Member of the Chicago City Council from the 21st ward
- Incumbent
- Assumed office May 15, 2023
- Preceded by: Howard Brookins

Personal details
- Born: August 21, 1991 (age 34)
- Party: Democratic
- Education: Morehouse College

= Ronnie Mosley =

American politician

Ronnie Mosley (born August 21, 1991) is an American politician from Chicago. He is the alderperson for Chicago City Council's 21st ward, having won the 2023 election to the office. The 21st ward includes parts of the Washington Heights, West Pullman, and Morgan Park neighborhoods.

== Early life, education, and career ==
Mosley grew up in the Auburn Gresham neighborhood of Chicago, and attended Simeon High School.
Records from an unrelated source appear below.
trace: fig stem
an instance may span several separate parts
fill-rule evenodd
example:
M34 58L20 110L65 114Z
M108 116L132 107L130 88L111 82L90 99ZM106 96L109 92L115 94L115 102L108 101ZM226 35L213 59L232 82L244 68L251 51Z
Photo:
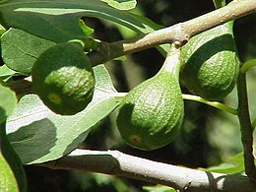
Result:
M123 97L127 95L128 93L115 93L114 94L114 96L115 98L117 99L117 101L121 101L123 99ZM198 96L193 96L193 95L185 95L185 94L182 94L182 97L183 99L187 99L187 100L193 100L193 101L198 101L198 102L202 102L202 103L205 103L205 104L208 104L210 106L213 106L213 107L216 107L218 109L221 109L223 111L225 111L225 112L228 112L230 114L233 114L233 115L237 115L237 110L230 107L230 106L227 106L222 102L218 102L218 101L209 101L209 100L206 100Z
M237 115L240 123L241 142L245 173L251 180L256 180L256 168L253 157L253 127L248 106L246 73L240 73L237 79L238 108Z
M251 59L242 64L240 68L241 73L246 73L251 67L256 66L256 59Z
M216 9L225 6L225 0L213 0L213 1Z
M182 95L182 97L183 97L183 99L202 102L202 103L208 104L210 106L214 106L216 108L224 110L225 112L229 112L230 114L237 115L237 110L236 109L234 109L234 108L232 108L230 106L227 106L227 105L225 105L224 103L218 102L218 101L209 101L209 100L206 100L206 99L204 99L204 98L202 98L202 97L200 97L198 96L185 95L185 94Z

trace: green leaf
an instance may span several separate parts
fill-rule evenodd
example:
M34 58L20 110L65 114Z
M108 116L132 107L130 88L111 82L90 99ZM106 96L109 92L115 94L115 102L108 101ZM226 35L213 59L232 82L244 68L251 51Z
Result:
M0 153L0 191L2 192L18 192L18 184L14 173L5 160L2 153Z
M22 30L10 29L1 37L2 57L12 70L30 75L38 56L54 44Z
M14 92L0 84L0 123L4 122L13 112L16 102Z
M2 25L0 25L0 35L2 35L5 32L5 28Z
M86 36L93 34L95 32L95 30L88 27L83 20L79 20L79 27L81 28Z
M0 80L2 80L3 82L7 82L15 75L17 75L17 72L11 70L6 65L0 67Z
M19 187L18 191L26 192L27 188L28 188L26 173L25 173L21 160L19 159L19 157L17 156L13 147L10 145L10 142L7 139L5 129L6 129L5 122L0 123L0 151L1 151L0 154L3 156L3 159L4 159L3 160L6 160L6 163L8 163L8 166L10 166L10 171L12 171L12 175L15 177L14 178L15 181L12 181L13 185L18 184L18 187ZM2 164L2 165L4 166L4 164ZM2 165L0 165L1 168L2 168ZM7 171L7 170L4 170L4 171ZM6 182L5 180L1 180L2 173L1 173L1 169L0 169L0 191L2 191L1 182ZM5 172L5 173L8 174L7 172ZM8 177L8 175L6 175L6 176ZM9 175L9 176L11 176L11 175ZM13 191L13 190L10 190L10 191ZM17 190L14 190L14 191L17 191Z
M220 173L226 173L232 174L237 172L244 171L244 163L243 163L243 154L237 154L236 156L232 157L228 160L229 162L222 163L218 166L212 166L209 168L200 168L201 170L211 171L211 172L220 172Z
M108 1L117 2L117 1ZM120 0L118 1L120 2ZM124 3L131 3L127 1ZM19 0L0 4L3 22L37 36L59 42L83 35L79 18L95 17L110 21L140 33L161 28L129 12L111 8L100 0Z
M119 10L130 10L136 7L136 0L101 0L109 6Z
M21 98L8 119L7 132L23 163L39 163L70 153L86 139L90 128L117 106L116 91L106 69L98 65L94 70L96 85L93 101L76 115L51 112L35 95Z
After his friend was shot and killed in 2007, he began organizing protests on the issue of gun violence. In 2009, he enrolled in Morehouse College, but did not complete his undergraduate degree after several years of on-and-off attendance due to struggles with tuition. At Morehouse, he was involved in a unionization effort among cafeteria workers.

Mosley worked in 8th ward Alderwoman Michelle A. Harris's office from 2015 to 2017. In 2017, he launched a consulting firm.

In 2022, Mosley launched his campaign in the 2023 election for 21st ward alderperson, to replace the retiring Howard Brookins. Mosley received endorsements from Brookins, Alderwoman Michelle A. Harris, Governor J. B. Pritzker, and City Clerk Anna M. Valencia. He placed first in the general election in February 2023, winning 24.7% of the vote, and proceeded to the runoff election against Cornell Dantzler. He won the April runoff election against Dantzler with 52% of the vote. Upon his election, he became the youngest member of City Council at age 31.

== Personal life ==
Mosley has lived in Washington Heights since 2018. He and his wife, Taylor, were married in 2019.